Crispiano apre le porte al Natale, tra luci e suoni natalizi: nei bellissimi negozi del centro sarà possibile acquistare presepi, ma anche candele e prodotti naturali, maglioni, sciarpe, oggettini in legno, ceramiche. Ed è caccia aperta al regalo giusto, tra specialità vinicole tipiche pugliesi, angeli in vetro soffiato, fiori in legno, centritavola, lanterne d’arredamento. Sotto i riflettori anche il buon cibo pugliese, con pittule di natale, oltre a olive, olio, formaggi, miele e confetture.

Uno scenario incantevole, la gravina dove anticamente risiedevano i  monaci Basiliani, fa da sfondo al Presepe di Crispiano fin dal 1986: il viaggio affascinante di spiritualità e cultura, creatività artistiche e tradizionali della rappresentazione della Natività scorre sotto atmosfere, immagini e ricostruzioni scenografiche a Crispiano, paesino pugliese interamente trasformato così in pittoresco angolo che celebra, dalla mangiatoia alla colorita vita che anima le diverse botteghe artigiane, la nascita del Messia.
Per circa un chilometro tra le grotte rupestri dette del “Vallone”, circondate da fichi d’india e melograni, si succedono scenari e figuranti incostume d’epoca: 200 comparse si muovono in ambientazioni scrupolosamente ricostruite e nella surreale atmosfera creata dalla neve artificiale e dalla musica degli zampognari per ammirare e vivere contemporaneamente questa festività nei suoi aspetti più spettacolari e mistici, tanto legati al costume territoriale della accoglienza di qualità, alla vocazione della solidarietà e della più genuina religiosità.

Sono circa 270 mila i turisti, che dal 20 dicembre al 6 gennaio, visiteranno questo presepe e al termine di un sentiero, sorge l’Abbazia dell’XI secolo chiamata Santa Maria di Crispiano, ricca di affreschi bizantini.
Qui c’è anche il Museo permanente dei Presepi, ricostruzioni che sfidano il trascorrere del tempo, conservando intatto il loro particolare fascino, e accanto numerose bottegucce  ricche di ghiottonerie, souvenir, decorazioni natalizie, artigianato, che costituiscono un motivo di interesse in più per chi ama viaggiare anche a Natale.
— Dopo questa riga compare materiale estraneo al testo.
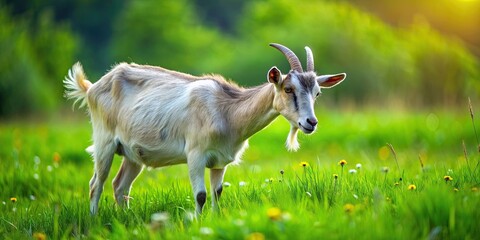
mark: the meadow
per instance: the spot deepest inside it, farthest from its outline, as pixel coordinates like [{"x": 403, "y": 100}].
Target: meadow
[{"x": 365, "y": 174}]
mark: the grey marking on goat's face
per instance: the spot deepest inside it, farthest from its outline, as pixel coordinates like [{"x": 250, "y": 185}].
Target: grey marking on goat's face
[{"x": 298, "y": 94}]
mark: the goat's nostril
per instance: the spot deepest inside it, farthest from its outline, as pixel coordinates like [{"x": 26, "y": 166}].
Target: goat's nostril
[{"x": 312, "y": 122}]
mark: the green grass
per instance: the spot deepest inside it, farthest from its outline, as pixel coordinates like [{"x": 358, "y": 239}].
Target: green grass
[{"x": 52, "y": 196}]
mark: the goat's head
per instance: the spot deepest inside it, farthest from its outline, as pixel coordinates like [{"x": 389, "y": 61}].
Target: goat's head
[{"x": 295, "y": 93}]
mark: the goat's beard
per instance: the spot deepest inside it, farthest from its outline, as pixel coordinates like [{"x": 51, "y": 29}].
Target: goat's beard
[{"x": 292, "y": 142}]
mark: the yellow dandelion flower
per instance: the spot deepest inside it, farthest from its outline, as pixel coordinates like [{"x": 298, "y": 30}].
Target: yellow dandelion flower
[
  {"x": 447, "y": 178},
  {"x": 304, "y": 164},
  {"x": 256, "y": 236},
  {"x": 274, "y": 213},
  {"x": 349, "y": 208},
  {"x": 39, "y": 236}
]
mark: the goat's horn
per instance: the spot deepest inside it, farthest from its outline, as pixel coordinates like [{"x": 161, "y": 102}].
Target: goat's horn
[
  {"x": 310, "y": 63},
  {"x": 291, "y": 57}
]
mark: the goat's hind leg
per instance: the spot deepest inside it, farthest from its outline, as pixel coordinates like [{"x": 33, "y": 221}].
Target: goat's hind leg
[
  {"x": 122, "y": 183},
  {"x": 216, "y": 187},
  {"x": 103, "y": 155}
]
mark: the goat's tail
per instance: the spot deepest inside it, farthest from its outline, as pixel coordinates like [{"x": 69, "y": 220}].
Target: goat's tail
[{"x": 76, "y": 84}]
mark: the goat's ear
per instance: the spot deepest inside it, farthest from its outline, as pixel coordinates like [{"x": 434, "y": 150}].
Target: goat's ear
[
  {"x": 274, "y": 76},
  {"x": 328, "y": 81}
]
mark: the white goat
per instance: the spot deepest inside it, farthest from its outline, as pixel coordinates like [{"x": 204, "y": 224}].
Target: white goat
[{"x": 156, "y": 117}]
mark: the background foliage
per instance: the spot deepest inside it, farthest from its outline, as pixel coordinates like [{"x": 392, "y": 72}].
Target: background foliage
[{"x": 413, "y": 63}]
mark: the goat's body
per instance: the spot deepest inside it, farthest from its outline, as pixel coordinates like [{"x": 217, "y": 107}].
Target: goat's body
[{"x": 154, "y": 115}]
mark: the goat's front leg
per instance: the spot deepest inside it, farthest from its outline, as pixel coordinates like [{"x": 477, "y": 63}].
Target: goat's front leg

Si tratta di  presepi artigianali realizzati interamente a mano seguendo una particolare tecnica che tende a ricreare l’effetto delle vecchie costruzioni: ogni presepe, pur seguendo un modello simile ad uno di quelli esposti, è sempre diverso dagli altri in quando la realizzazione viene eseguita esclusivamente a mano intagliando il polistirolo, triturando muschio secco, spolverando di polvere di tufo le casette di cartone.

Inoltre nelle grotte adiacenti al percorso dei presepi, le Grotte dei Colombi, si potranno ammirare particolari espressioni artistiche raffiguranti la Natività, frutto del sapiente lavoro di maestri artigiani provenienti da tutte le Regioni del Sud Italia: l’iniziativa è sorta per mettere in risalto la  creazione di grandi presepi con statue di dimensioni naturali che offrono al visitatore, la possibilità di “ricordare” il primo presepe francescano con tanti personaggi vestiti con abiti di stoffa, case tradizionali palestinesi, molini, laghetti, qualche trullo e la capanna della natività.